Speaking on RTÉ Radio 1’s Today With Seán O’Rourke, Mr Roche-Kelly said: ‘It was a very serious assault, Mary Lynch testified that she was able to fill a shopping bag of her own hair in the car afterwards. The initial offence in Cavan was treated so wrongly that it never raised any flags for anybody.’ Six months later, in October 2007, while still on bail, McGrath was caught trying to abduct a five-yearold girl from a house in Tipperary, causing her injury.
The judge was not informed of the outstanding case in Cavan and he was released on bail.
Later again that year, Virginia District Court was not told on December 3, 2007, that McGrath had been charged with the false imprisonment of the girl. Five days later McGrath murdered Mr Roche-Kelly’s wife in a Limerick hotel room after she expressed her revulsion when he admitted to trying to abduct a child.

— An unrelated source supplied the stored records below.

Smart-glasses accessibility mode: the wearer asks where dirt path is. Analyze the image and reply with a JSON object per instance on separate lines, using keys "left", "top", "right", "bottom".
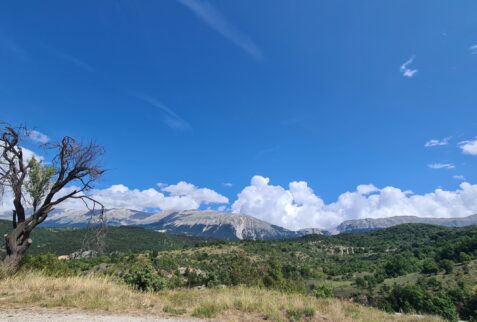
{"left": 0, "top": 308, "right": 200, "bottom": 322}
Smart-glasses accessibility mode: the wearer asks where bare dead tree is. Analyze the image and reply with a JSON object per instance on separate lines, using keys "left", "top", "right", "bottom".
{"left": 0, "top": 124, "right": 105, "bottom": 271}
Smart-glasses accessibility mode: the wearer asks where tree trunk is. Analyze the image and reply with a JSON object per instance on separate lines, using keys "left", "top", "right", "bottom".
{"left": 3, "top": 223, "right": 32, "bottom": 272}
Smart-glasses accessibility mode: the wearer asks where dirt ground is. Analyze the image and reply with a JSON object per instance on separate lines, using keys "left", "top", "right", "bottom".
{"left": 0, "top": 307, "right": 200, "bottom": 322}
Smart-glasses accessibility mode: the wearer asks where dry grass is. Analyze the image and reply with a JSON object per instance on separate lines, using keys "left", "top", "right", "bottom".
{"left": 0, "top": 272, "right": 444, "bottom": 322}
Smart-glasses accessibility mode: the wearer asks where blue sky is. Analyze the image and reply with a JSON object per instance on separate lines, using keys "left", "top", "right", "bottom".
{"left": 2, "top": 1, "right": 477, "bottom": 229}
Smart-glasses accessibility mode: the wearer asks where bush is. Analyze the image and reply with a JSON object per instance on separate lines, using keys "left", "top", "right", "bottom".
{"left": 421, "top": 259, "right": 439, "bottom": 274}
{"left": 312, "top": 284, "right": 333, "bottom": 298}
{"left": 383, "top": 284, "right": 458, "bottom": 322}
{"left": 383, "top": 254, "right": 418, "bottom": 277}
{"left": 439, "top": 260, "right": 454, "bottom": 274}
{"left": 123, "top": 263, "right": 167, "bottom": 292}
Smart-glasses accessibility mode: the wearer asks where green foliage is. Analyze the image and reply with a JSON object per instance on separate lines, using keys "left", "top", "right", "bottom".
{"left": 384, "top": 254, "right": 418, "bottom": 277}
{"left": 24, "top": 157, "right": 55, "bottom": 211}
{"left": 421, "top": 259, "right": 439, "bottom": 274}
{"left": 0, "top": 220, "right": 212, "bottom": 258}
{"left": 440, "top": 260, "right": 454, "bottom": 274}
{"left": 3, "top": 221, "right": 477, "bottom": 321}
{"left": 312, "top": 284, "right": 333, "bottom": 298}
{"left": 382, "top": 284, "right": 458, "bottom": 321}
{"left": 123, "top": 262, "right": 167, "bottom": 292}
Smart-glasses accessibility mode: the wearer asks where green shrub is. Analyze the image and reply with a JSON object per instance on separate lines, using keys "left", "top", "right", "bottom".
{"left": 421, "top": 259, "right": 439, "bottom": 274}
{"left": 312, "top": 284, "right": 333, "bottom": 298}
{"left": 123, "top": 263, "right": 167, "bottom": 292}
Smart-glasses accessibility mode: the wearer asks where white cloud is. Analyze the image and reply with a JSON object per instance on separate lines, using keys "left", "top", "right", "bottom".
{"left": 58, "top": 181, "right": 228, "bottom": 212}
{"left": 470, "top": 45, "right": 477, "bottom": 55}
{"left": 27, "top": 130, "right": 50, "bottom": 144}
{"left": 400, "top": 56, "right": 418, "bottom": 78}
{"left": 1, "top": 180, "right": 228, "bottom": 219}
{"left": 356, "top": 184, "right": 379, "bottom": 195}
{"left": 162, "top": 181, "right": 229, "bottom": 204}
{"left": 459, "top": 138, "right": 477, "bottom": 155}
{"left": 453, "top": 175, "right": 465, "bottom": 181}
{"left": 232, "top": 175, "right": 477, "bottom": 230}
{"left": 223, "top": 182, "right": 233, "bottom": 187}
{"left": 428, "top": 163, "right": 455, "bottom": 169}
{"left": 424, "top": 137, "right": 450, "bottom": 147}
{"left": 178, "top": 0, "right": 263, "bottom": 60}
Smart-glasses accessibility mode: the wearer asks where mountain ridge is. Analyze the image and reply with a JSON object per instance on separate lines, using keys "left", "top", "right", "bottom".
{"left": 335, "top": 214, "right": 477, "bottom": 233}
{"left": 5, "top": 208, "right": 477, "bottom": 240}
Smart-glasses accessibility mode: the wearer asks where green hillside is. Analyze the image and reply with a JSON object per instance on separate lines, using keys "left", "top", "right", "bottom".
{"left": 1, "top": 220, "right": 476, "bottom": 321}
{"left": 0, "top": 220, "right": 211, "bottom": 256}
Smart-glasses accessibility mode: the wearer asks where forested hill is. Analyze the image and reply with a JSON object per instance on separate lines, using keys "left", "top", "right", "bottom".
{"left": 2, "top": 220, "right": 477, "bottom": 320}
{"left": 0, "top": 220, "right": 212, "bottom": 256}
{"left": 300, "top": 223, "right": 477, "bottom": 249}
{"left": 2, "top": 219, "right": 477, "bottom": 256}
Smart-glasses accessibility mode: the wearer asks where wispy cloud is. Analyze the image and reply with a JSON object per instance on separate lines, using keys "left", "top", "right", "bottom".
{"left": 0, "top": 32, "right": 29, "bottom": 60}
{"left": 428, "top": 163, "right": 455, "bottom": 170}
{"left": 223, "top": 182, "right": 233, "bottom": 187}
{"left": 424, "top": 137, "right": 451, "bottom": 148}
{"left": 453, "top": 175, "right": 465, "bottom": 181}
{"left": 400, "top": 56, "right": 418, "bottom": 78}
{"left": 134, "top": 93, "right": 192, "bottom": 132}
{"left": 459, "top": 138, "right": 477, "bottom": 155}
{"left": 26, "top": 130, "right": 50, "bottom": 144}
{"left": 178, "top": 0, "right": 263, "bottom": 61}
{"left": 51, "top": 50, "right": 94, "bottom": 72}
{"left": 470, "top": 45, "right": 477, "bottom": 55}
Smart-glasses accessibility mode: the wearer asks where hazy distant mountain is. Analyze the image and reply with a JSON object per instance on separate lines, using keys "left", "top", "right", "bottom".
{"left": 334, "top": 214, "right": 477, "bottom": 233}
{"left": 296, "top": 228, "right": 329, "bottom": 236}
{"left": 139, "top": 210, "right": 302, "bottom": 240}
{"left": 29, "top": 207, "right": 477, "bottom": 239}
{"left": 42, "top": 208, "right": 315, "bottom": 240}
{"left": 43, "top": 208, "right": 152, "bottom": 227}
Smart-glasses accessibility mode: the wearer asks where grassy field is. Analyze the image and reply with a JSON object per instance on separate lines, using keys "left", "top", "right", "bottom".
{"left": 0, "top": 271, "right": 443, "bottom": 322}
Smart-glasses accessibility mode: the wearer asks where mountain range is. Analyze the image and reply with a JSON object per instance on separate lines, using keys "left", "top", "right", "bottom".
{"left": 9, "top": 208, "right": 477, "bottom": 240}
{"left": 334, "top": 214, "right": 477, "bottom": 233}
{"left": 41, "top": 208, "right": 328, "bottom": 240}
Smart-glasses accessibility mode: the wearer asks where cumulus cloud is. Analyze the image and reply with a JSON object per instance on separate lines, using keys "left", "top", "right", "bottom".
{"left": 428, "top": 163, "right": 455, "bottom": 169}
{"left": 459, "top": 138, "right": 477, "bottom": 155}
{"left": 424, "top": 137, "right": 450, "bottom": 147}
{"left": 162, "top": 181, "right": 229, "bottom": 204}
{"left": 58, "top": 181, "right": 228, "bottom": 212}
{"left": 232, "top": 175, "right": 477, "bottom": 230}
{"left": 1, "top": 180, "right": 228, "bottom": 219}
{"left": 27, "top": 130, "right": 50, "bottom": 144}
{"left": 400, "top": 56, "right": 418, "bottom": 78}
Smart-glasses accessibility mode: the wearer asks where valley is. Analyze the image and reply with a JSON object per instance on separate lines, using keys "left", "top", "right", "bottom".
{"left": 2, "top": 219, "right": 476, "bottom": 321}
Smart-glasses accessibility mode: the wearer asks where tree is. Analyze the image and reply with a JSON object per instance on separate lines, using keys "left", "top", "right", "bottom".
{"left": 421, "top": 259, "right": 439, "bottom": 274}
{"left": 0, "top": 124, "right": 105, "bottom": 271}
{"left": 24, "top": 157, "right": 55, "bottom": 212}
{"left": 440, "top": 259, "right": 454, "bottom": 275}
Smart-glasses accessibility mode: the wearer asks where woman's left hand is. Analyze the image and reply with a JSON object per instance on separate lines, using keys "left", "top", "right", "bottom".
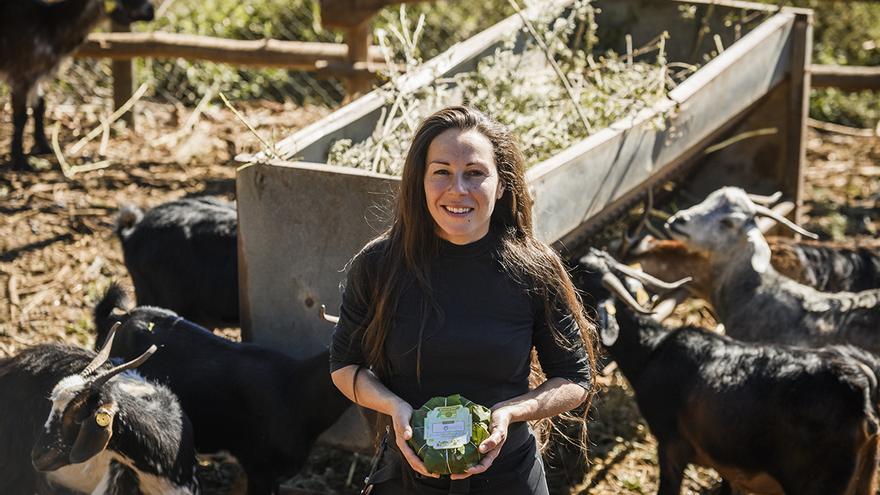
{"left": 450, "top": 407, "right": 512, "bottom": 480}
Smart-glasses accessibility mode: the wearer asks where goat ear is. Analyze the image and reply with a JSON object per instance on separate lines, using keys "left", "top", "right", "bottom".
{"left": 746, "top": 227, "right": 772, "bottom": 273}
{"left": 69, "top": 410, "right": 114, "bottom": 464}
{"left": 598, "top": 300, "right": 620, "bottom": 347}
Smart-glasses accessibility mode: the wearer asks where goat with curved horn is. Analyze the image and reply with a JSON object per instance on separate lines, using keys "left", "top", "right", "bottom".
{"left": 753, "top": 204, "right": 819, "bottom": 239}
{"left": 575, "top": 243, "right": 880, "bottom": 495}
{"left": 665, "top": 187, "right": 880, "bottom": 354}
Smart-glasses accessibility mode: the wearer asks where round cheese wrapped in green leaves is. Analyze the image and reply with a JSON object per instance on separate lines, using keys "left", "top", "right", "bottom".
{"left": 408, "top": 394, "right": 492, "bottom": 475}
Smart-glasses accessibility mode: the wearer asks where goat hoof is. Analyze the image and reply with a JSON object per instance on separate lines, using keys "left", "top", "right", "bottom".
{"left": 9, "top": 155, "right": 32, "bottom": 171}
{"left": 30, "top": 142, "right": 53, "bottom": 156}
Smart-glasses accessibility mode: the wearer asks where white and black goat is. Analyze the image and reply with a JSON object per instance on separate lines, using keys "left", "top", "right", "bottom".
{"left": 94, "top": 284, "right": 351, "bottom": 495}
{"left": 576, "top": 249, "right": 880, "bottom": 495}
{"left": 0, "top": 0, "right": 154, "bottom": 170}
{"left": 0, "top": 325, "right": 198, "bottom": 494}
{"left": 665, "top": 187, "right": 880, "bottom": 352}
{"left": 116, "top": 196, "right": 239, "bottom": 330}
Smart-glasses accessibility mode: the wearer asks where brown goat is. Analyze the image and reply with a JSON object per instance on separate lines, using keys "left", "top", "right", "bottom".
{"left": 630, "top": 236, "right": 880, "bottom": 299}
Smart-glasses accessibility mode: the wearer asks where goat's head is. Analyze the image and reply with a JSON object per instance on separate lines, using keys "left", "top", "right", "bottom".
{"left": 579, "top": 249, "right": 690, "bottom": 346}
{"left": 32, "top": 323, "right": 156, "bottom": 472}
{"left": 664, "top": 187, "right": 816, "bottom": 260}
{"left": 627, "top": 237, "right": 712, "bottom": 300}
{"left": 106, "top": 0, "right": 155, "bottom": 24}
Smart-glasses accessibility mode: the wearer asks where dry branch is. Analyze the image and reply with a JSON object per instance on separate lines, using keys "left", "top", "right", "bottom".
{"left": 68, "top": 83, "right": 149, "bottom": 155}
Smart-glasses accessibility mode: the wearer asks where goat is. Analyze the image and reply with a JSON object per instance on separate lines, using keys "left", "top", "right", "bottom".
{"left": 665, "top": 187, "right": 880, "bottom": 353}
{"left": 0, "top": 0, "right": 154, "bottom": 170}
{"left": 0, "top": 326, "right": 198, "bottom": 494}
{"left": 94, "top": 283, "right": 351, "bottom": 495}
{"left": 116, "top": 196, "right": 239, "bottom": 330}
{"left": 630, "top": 236, "right": 880, "bottom": 298}
{"left": 576, "top": 248, "right": 880, "bottom": 495}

According to RTÉ, the report has highlighted serious flaws and failures in criminal investigations in the region in 2007 and 2008, including the assault on the taxi driver. The report also found victims of crime were ‘not well served’ by the Garda Ombudsman or the Garda investigations, most of which had been led by a probationer or newly graduated gardaí, and were characterised by errors and delays. However, the investigation led by Mr Justice Kevin O’Higgins, said the failures it investigated were ‘at a human level and caused by poorly supervised individuals’.

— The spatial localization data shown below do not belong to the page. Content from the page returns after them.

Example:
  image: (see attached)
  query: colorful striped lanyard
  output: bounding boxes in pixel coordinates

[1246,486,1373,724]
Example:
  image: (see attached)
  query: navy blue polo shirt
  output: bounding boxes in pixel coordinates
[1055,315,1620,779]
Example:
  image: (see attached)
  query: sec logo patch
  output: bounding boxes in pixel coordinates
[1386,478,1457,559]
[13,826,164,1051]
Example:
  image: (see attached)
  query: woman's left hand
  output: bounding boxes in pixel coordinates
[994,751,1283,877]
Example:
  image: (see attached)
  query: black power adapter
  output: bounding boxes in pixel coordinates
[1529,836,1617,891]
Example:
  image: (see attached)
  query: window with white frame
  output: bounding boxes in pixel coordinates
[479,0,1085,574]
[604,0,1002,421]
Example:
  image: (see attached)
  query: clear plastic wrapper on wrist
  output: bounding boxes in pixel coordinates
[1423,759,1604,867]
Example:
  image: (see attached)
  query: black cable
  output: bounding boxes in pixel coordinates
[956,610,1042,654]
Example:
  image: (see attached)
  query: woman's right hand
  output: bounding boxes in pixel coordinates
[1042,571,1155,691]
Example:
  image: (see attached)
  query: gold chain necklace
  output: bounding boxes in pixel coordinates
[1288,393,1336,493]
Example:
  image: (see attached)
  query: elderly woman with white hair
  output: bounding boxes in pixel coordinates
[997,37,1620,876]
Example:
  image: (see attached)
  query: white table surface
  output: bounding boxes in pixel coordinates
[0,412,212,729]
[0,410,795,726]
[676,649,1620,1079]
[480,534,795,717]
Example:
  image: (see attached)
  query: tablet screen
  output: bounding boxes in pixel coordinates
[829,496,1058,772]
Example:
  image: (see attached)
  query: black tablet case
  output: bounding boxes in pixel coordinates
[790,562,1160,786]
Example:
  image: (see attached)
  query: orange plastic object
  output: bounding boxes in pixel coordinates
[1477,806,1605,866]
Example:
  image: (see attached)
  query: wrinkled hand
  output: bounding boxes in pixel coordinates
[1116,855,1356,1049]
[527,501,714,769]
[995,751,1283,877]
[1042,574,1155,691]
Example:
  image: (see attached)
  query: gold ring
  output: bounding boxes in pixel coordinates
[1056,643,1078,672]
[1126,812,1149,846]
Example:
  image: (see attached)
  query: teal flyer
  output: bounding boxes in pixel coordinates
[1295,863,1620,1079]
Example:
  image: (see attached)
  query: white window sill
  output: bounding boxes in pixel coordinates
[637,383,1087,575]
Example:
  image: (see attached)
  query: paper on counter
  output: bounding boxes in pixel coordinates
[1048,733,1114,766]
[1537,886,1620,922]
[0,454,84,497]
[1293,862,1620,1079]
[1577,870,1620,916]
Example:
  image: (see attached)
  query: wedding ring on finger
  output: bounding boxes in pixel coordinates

The report identified serious failings in eight criminal investigations including assaults, dangerous driving, child abuse, and in the case of depraved murderer McGrath. Mr Roche-Kelly said: ‘There is nothing new or surprising in the report.’ He added: ‘My biggest issue is the obfuscation, what felt like a coverup from the gardaí afterwards. ‘It’s taken nine years to get to where we are now and the gardaí have been incredibly unco-operative throughout the entire process to admit to any failing.
‘To get that admission [in the latest report] has taken nine years. ‘The gardaí decided to approach their own failings by denying the failings existed at all… This is nine years later and I’ve never had any guard come to me to try and explain what happened. I’ve never had anyone from the Department of Justice come to me… I have no faith in the gardaí at all.’ In January 2008, McGrath pleaded guilty to the assault of taxi driver Ms Lynch for which he got nine months.
A year later McGrath pleaded guilty to the murder of Ms Roche-Kelly and he was given a mandatory life sentence. Four weeks after that he was sentenced to ten years for the Tipperary attempted abduction to run concurrently with the life sentence. Justice Minister Frances Fitzgerald has said she will publish the O’Higgins Report as soon as it has been cleared by the Attorney General.
The commission report, seen by RTÉ, also upheld some of Sgt McCabe’s complaints but found others were inaccurate, incorrect, overstated and unfounded.
The report states the whistleblower acted out of genuine and legitimate concerns but that in one case he lied in a report to a senior officer, which it described as ‘unacceptable’. The report also found ex-Garda commissioner Martin Callinan ‘is entitled to have his reputation vindicated’.
A Garda spokesman said: ‘This report has not yet been officially published. An Garda Síochána are not commenting on this matter until the report is published.’